Дмитрий Глуховский: Утопический жанр, в отличие от антиутопического, гораздо более скучен, потому что предписывать то, как общество должно развиваться идеально, давненько никто этим не занимался уже, может быть, со времен Томаса Мора или Томмазо Кампанеллы, которые написали «Утопию» и «Город солнца». И надо отметить, что в этих произведениях достаточно мрачноватые те идеальные общества, которые они описывают и предписывают. Они тоталитарные. Тем не менее, там люди живут в казармах, их личная жизнь регламентируется, их досуг регламентируется тоже. Так что грань между утопиями и антиутопиями не так уж велика.
Но всегда интересно писателю, который текущие тренды анализирует, пытаться представить, что может дальше идти неверно в развитии и к какой крайней картине это может привести.

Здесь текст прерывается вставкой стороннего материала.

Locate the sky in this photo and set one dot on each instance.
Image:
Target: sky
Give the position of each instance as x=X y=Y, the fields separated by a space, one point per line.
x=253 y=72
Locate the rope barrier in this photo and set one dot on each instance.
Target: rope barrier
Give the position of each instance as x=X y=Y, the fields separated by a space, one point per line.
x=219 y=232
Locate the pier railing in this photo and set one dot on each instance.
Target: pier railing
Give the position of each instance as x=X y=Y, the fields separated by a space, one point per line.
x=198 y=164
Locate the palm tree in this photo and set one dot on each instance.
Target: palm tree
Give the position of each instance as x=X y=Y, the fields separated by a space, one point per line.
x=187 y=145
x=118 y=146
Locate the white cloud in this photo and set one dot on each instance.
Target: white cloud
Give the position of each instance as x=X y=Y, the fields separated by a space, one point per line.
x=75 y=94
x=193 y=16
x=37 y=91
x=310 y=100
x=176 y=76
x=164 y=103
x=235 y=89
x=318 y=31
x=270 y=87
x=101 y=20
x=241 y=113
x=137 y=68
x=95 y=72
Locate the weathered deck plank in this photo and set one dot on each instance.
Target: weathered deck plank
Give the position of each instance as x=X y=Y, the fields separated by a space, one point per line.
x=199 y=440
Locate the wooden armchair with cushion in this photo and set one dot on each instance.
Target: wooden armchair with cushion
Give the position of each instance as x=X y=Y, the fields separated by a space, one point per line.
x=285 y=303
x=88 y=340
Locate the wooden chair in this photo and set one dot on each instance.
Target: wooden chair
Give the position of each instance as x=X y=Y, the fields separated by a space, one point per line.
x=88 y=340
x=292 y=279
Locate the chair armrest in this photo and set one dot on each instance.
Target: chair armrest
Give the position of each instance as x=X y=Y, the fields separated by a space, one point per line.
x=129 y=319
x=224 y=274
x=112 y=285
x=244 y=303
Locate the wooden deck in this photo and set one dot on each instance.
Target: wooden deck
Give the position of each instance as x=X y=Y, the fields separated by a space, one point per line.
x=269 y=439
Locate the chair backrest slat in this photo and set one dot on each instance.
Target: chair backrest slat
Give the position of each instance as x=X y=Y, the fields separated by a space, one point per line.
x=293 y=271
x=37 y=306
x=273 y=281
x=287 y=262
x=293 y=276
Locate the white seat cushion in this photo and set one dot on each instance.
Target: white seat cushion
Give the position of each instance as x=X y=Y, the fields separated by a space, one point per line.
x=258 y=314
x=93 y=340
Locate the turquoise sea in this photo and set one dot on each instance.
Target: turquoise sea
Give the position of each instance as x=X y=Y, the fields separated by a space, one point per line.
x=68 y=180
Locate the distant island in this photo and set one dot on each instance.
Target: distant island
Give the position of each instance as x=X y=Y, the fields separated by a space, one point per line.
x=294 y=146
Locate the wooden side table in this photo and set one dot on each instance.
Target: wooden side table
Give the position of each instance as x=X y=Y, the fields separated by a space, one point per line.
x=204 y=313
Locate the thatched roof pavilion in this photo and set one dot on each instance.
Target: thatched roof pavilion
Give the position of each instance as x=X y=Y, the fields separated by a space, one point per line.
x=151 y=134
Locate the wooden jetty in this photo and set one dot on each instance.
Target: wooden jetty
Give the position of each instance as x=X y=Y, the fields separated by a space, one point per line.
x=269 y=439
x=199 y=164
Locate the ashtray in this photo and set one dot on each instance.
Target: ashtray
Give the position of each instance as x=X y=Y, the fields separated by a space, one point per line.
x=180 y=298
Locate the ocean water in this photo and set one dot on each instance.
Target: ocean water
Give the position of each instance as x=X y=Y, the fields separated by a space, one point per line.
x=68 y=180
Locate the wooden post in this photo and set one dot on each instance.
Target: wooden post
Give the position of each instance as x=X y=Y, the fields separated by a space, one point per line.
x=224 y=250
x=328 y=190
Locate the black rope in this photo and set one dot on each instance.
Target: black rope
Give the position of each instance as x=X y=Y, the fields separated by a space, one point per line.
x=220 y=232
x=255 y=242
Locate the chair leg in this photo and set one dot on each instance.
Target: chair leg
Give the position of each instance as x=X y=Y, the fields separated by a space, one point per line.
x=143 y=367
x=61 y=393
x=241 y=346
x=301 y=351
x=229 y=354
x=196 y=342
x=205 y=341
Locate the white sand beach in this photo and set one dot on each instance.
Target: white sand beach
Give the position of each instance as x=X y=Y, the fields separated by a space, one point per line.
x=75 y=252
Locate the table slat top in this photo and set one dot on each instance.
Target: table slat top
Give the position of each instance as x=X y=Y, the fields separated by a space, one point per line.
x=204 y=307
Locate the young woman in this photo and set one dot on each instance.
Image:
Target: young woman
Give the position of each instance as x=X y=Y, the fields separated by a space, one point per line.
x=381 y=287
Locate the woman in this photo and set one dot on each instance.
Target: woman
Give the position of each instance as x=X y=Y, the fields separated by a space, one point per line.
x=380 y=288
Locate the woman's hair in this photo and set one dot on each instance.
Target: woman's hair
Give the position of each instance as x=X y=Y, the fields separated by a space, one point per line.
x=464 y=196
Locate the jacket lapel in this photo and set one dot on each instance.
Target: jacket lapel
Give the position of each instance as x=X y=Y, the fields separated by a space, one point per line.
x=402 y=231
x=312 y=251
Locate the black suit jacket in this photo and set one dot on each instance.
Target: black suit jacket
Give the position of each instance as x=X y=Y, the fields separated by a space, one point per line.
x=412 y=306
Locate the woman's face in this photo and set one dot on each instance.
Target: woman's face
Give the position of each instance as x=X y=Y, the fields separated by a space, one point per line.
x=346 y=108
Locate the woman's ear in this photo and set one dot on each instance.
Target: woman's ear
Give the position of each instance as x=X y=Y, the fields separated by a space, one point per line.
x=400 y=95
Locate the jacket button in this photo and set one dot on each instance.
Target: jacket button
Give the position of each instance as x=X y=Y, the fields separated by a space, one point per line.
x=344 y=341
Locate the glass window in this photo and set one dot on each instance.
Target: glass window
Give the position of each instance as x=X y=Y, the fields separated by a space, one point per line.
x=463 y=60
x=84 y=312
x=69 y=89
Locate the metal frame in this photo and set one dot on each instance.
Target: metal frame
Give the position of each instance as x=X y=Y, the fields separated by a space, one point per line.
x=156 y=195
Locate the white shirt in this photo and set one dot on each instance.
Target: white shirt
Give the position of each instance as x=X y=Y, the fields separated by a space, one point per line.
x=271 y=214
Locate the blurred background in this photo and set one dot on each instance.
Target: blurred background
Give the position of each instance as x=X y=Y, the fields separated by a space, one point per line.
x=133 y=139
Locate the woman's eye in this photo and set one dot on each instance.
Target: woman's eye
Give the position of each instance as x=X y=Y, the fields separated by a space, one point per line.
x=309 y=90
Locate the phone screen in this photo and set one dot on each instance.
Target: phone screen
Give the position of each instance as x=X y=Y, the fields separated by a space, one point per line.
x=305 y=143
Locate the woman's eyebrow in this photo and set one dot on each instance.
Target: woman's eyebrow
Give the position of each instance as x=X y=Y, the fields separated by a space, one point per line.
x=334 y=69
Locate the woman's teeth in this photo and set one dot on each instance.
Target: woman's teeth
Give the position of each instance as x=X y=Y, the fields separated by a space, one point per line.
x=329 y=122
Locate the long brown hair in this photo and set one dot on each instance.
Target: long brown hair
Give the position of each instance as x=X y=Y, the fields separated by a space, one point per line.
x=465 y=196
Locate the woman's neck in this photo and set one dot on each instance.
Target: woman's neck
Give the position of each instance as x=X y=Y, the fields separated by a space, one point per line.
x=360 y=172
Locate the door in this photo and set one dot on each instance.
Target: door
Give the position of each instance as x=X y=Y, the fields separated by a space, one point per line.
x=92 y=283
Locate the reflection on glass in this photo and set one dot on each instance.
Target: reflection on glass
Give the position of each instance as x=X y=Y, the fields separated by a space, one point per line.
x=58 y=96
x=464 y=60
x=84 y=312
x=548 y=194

Вообще люди склонны к панике и склонны переоценивать угрозы – и технологические угрозы (робот или искусственный интеллект заменят обычных рабочих). Сейчас достаточно активно ведутся работы по роботизации такси и грузоперевозок.
Или пример боязни Большого Брата. Некоторые из этих сценариев реализуются. То есть мы боялись, что мы будем жить в обществе тотального видеонаблюдения и контроля. В Москве установлены 160 000 камер наблюдения, которые идентифицируют людей по лицам. То есть есть масса трендов. Роль писателя, кинорежиссера или театрального режиссера – конечно, показать какие-то перекосы в общественном или политическом развитии, которые приводят к каким-то результатам.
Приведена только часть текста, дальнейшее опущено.